Ingenious says the fund was launched in response to IFA demand for access to the Ingenious investment strategy of limiting losses in falling markets using an Oeic structure. The Ingenious investment process is built around the belief that clients are averse to losses and not necessarily averse to risk. The company also thinks global multi-asset investing will provide the best returns and that investing through funds can improve return and reduce risk.
The new fund aims to outperform cash over rolling five-year periods by investing in equities and bonds through a portfolio of investment funds, including investment trusts and exchange traded funds. The fund can also hold other asset classes such as commercial property and commodities where this helps to produce better risk-adjusted returns.
Ingenious chief investment officer Guy Bowles, who has over 25 years’ investment experience, manages the fund.
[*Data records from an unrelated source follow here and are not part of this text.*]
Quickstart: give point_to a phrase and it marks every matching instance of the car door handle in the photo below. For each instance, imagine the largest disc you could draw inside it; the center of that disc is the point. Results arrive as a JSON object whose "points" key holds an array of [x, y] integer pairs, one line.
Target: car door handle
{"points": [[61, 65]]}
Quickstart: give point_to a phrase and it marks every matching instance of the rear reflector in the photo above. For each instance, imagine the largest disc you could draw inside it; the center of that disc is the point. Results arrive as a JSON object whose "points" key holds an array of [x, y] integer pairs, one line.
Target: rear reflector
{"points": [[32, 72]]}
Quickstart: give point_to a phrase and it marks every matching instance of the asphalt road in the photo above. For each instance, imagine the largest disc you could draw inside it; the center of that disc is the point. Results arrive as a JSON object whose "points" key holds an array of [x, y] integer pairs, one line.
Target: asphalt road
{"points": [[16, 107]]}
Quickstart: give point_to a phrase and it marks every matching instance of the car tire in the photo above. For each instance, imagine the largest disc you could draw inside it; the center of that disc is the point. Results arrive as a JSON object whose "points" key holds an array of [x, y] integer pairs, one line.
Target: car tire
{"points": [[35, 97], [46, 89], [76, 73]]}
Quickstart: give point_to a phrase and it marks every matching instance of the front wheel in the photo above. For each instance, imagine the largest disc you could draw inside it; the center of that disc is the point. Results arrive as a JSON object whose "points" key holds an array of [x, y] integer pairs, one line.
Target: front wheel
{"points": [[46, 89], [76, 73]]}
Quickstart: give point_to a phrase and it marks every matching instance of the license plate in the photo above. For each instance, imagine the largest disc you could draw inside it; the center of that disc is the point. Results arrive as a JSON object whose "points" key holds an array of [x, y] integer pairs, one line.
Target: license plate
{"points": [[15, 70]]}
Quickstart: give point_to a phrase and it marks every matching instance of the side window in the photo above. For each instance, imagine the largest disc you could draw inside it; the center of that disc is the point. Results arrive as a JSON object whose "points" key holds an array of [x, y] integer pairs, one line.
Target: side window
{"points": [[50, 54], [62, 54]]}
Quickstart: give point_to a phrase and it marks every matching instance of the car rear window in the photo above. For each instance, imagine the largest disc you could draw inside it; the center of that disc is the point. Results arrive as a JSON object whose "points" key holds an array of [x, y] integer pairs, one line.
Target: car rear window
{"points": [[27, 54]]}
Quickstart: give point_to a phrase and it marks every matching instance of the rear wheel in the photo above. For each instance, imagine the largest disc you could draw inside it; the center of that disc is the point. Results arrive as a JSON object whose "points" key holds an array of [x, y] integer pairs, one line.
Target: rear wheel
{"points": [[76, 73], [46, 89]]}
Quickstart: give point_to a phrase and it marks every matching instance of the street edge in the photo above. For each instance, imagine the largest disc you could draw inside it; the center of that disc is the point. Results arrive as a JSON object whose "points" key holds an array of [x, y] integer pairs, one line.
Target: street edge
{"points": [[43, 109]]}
He specialises in global multi-asset portfolios and quantitative analysis of investment risk.
The fund will benefit from the efficient frontier, a risk modelling tool which identifies sources of risk in the portfolio and recommends strategic allocations, or the best asset mix to provide the highest returns for any given level of risk. This is useful when looking at how to improve returns in the portfolio with no extra risk or how to achieve the same level of return with less risk. The tool also ensures that only intended risks are taken and that unintended risks are not taken.
The efficient frontier tool does not prevent Ingenious from making tactical asset allocation changes to the portfolio. These changes will be based on economic factors, potential risks and market moves or specific fund ideas.
F&C’s lifestyle funds of funds, managed by Thames River Multi-Capital’s Gary Potter and Robert Burdett, are run on a similar basis in that strategic asset allocation is built around efficient frontier models from an independent company, Distribution Technology. Some investors may opt for F&C because of its brand name and range of four risk profiles, which span defensive, cautious and balanced as well as growth risk profiles.